Classroom class implementation

class Classroom:
	def __init__(self, number, finish_time):
		self.class_num = number
		self.finish_time = finish_time
	def __repr__(self):
		return 'Classroom({!r})'.format(self.class_num)

Interval partitioning problem : Implementation

from PriorityQueue import PriorityQueue
from Classroom import Classroom

jobs = [(1, 930, 1100),
        (2, 930, 1300),
        (3, 930, 1100),
        (5, 1100, 1400),
        (4, 1130, 1300),
        (6, 1330, 1500),
        (7, 1330, 1500),
        (8,1430,1700),
        (9, 1530, 1700),
        (10, 1530, 1700)
]

def find_num_classrooms():
	num_classrooms = 0;
	priority_queue = PriorityQueue()

	for job in jobs:
		# we have job here, now pop the classroom with least finishing time
		classroom = priority_queue.pop();
		if(classroom == None) :
			#allocate a new class
			num_classrooms+= 1;
			priority_queue.push(Classroom(num_classrooms,job[2]),job[2]);
		else:
			#check if finish time of current classroom is
			#less than start time of this lecture
			if(classroom.finish_time  <= job[1]):
				classroom.finish_time = job[2]
				priority_queue.push(classroom,job[2])
			else:
				num_classrooms+= 1;
				#Since last classroom needs to be compared again, push it back
				priority_queue.push(classroom,job[2])
				#Push the new classroom in list
				priority_queue.push(Classroom(num_classrooms,job[2]),job[2])

    return  num_classrooms
	
print "Number of classrooms required: " +  find_num_classrooms();

Java Implementation

package com.company;

import java.util.*;

/**
 * Created by sangar on 24.4.18.
 */
public class IntervalPartition {

    public static int findIntervalPartitions(ArrayList<Interval> intervals){
        PriorityQueue<Interval> queue =
                new PriorityQueue<Interval>(intervals.size(), Comparator.comparing(p -> p.getEndTime()));

        for(Interval currentInterval : intervals) {
            if (queue.isEmpty()) queue.add(currentInterval);
            else {
                if (queue.peek().getEndTime() > currentInterval.getStartTime()) {
                    queue.add(currentInterval);
                } else {
                    queue.remove();
                    queue.add(currentInterval);
                }
            }
        }
        return queue.size();
    }

    public static void main(String args[] ) throws Exception {
        ArrayList<Interval> intervals = new ArrayList<>();

        intervals.add(new Interval(930,1100));
        intervals.add(new Interval(930,1300));
        intervals.add(new Interval(930,1100));
        intervals.add(new Interval(1130,1300));
        intervals.add(new Interval(1100,1400));
        intervals.add(new Interval(1330,1500));
        intervals.add(new Interval(1330,1500));
        intervals.add(new Interval(1430,1700));
        intervals.add(new Interval(1530,1700));

        Collections.sort(intervals, Comparator.comparing(p -> p.getStartTime()));

        int minimumClassRooms = findIntervalPartitions(intervals);
        System.out.println(minimumClassRooms);
    }
}

This algorithm takes overall time of O(n log n) dominated by the sorting of jobs on start time.
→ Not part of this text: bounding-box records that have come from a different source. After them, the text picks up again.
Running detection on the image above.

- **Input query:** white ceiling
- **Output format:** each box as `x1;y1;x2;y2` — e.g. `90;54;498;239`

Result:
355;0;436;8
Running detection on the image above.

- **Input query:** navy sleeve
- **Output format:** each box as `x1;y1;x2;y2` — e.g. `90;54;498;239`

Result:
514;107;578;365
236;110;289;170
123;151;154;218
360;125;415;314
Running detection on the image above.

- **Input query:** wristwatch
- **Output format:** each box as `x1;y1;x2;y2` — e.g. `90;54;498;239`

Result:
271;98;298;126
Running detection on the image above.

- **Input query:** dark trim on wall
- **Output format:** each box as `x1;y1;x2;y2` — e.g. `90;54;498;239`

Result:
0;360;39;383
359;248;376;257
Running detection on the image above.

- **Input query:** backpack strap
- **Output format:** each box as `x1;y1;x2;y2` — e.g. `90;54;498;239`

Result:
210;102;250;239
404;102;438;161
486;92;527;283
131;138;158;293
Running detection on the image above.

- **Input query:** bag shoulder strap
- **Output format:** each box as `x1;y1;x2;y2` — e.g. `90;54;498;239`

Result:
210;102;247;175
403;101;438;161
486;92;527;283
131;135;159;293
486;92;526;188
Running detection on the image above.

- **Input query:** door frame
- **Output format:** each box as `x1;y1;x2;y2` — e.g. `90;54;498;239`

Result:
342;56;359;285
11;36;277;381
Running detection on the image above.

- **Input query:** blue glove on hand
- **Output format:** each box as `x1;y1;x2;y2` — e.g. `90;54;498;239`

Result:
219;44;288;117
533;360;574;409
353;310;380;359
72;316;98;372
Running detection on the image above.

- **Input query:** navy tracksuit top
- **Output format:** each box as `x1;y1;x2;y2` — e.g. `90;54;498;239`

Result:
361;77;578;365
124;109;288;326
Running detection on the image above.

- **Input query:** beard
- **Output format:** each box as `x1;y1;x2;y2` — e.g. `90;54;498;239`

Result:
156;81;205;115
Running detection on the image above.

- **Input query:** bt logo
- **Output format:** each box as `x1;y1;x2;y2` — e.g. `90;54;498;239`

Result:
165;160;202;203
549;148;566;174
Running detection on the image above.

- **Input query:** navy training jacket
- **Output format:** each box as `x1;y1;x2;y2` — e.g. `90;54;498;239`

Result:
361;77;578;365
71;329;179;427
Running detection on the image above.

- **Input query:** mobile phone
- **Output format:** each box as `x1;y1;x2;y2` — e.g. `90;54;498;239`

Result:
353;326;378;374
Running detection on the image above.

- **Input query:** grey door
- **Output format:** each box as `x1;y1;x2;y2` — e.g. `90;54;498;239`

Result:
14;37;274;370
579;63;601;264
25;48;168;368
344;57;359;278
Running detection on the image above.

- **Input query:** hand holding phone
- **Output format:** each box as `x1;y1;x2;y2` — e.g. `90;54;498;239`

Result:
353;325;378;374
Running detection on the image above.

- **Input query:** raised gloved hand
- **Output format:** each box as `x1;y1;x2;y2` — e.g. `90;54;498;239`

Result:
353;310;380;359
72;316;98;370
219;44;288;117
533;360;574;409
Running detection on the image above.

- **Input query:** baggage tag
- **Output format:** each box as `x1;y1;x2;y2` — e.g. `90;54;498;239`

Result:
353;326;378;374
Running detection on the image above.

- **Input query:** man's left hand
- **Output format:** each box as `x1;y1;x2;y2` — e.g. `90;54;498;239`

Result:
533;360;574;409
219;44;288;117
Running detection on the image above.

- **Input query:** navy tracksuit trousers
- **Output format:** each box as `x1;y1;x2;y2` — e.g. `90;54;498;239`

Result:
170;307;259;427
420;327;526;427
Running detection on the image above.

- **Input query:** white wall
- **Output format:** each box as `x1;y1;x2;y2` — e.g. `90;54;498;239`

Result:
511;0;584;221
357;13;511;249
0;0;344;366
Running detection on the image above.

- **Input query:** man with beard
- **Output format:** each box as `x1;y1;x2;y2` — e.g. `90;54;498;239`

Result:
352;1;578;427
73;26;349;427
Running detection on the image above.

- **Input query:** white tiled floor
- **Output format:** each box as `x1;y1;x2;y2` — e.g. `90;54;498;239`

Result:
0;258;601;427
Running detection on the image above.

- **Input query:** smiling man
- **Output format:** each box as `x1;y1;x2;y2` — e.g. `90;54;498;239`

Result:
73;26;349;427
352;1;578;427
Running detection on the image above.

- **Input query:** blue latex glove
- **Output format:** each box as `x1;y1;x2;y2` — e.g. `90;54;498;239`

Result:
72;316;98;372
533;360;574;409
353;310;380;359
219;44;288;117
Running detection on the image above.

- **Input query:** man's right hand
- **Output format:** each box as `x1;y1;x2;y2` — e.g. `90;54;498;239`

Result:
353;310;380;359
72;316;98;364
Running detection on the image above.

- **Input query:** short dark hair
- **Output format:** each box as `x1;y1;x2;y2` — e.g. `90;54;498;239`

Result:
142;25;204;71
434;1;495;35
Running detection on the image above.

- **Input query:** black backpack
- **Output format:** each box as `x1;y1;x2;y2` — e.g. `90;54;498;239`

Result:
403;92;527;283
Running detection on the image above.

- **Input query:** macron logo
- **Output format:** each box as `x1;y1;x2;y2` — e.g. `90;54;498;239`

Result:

Total number of priority queue operations is O(n) as we have only n lectures to schedule and for each lecture we have push and pop operation.

Reference :

There is another method using binary search algorithm which can be used to solve this problem. As per problem statement, we have to find minimum number of classrooms to schedule n lectures. What are the maximum number of classrooms required? It will be number of lectures when all lectures conflict with each other.
Minimum number of classrooms will be 0 when there is no lecture to be scheduled. Now, we know the range of values of classrooms. How can we find minimum?

Basic idea is that if we can schedule all n lectures in m rooms, then we can definitely schedule them in m+1 and more rooms. So minimum number of rooms required will be either m or less than it. In this case, we can safely discard all candidate solution from m to n (remember n is the maximum number of classrooms).
Again what if we can not schedule lectures in m rooms, then there is no way we can schedule them in less than m rooms. Hence we can discard all candidate solutions less than m.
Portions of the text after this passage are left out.